Two principles capture the essence of the official Catholic position on the morality of sexuality: first, that any human genital act must occur within the framework of heterosexual marriage; second, each and every marriage act must remain open to the transmission of life. In this comprehensive overview of Catholicism and sexuality, theologians Todd A. Salzman and Michael G. Lawler examine and challenge these principles. Remaining firmly within the Catholic tradition, they contend that the church is being inconsistent in its teaching by adopting a dynamic, historically conscious anthropology and worldview on social ethics and the interpretation of scripture while adopting a static, classicist anthropology and worldview on sexual ethics.

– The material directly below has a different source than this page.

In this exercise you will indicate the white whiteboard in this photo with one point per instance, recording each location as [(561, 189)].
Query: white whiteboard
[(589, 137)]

While some documents from Vatican II, like Gaudium et spes ("the marital act promotes self-giving by which spouses enrich each other"), gave hope for a renewed understanding of sexuality, the church has not carried out the full implications of this approach. In short, say Salzman and Lawler: emphasize relationships, not acts, and recognize Christianity's historically and culturally conditioned understanding of human sexuality. The Sexual Person draws historically, methodologically, and anthropologically from the best of Catholic tradition and provides a context for current theological debates between traditionalists and revisionists regarding marriage, cohabitation, homosexuality, reproductive technologies, and what it means to be human. This daring and potentially revolutionary book will be sure to provoke constructive dialogue among theologians, and between theologians and the Magisterium.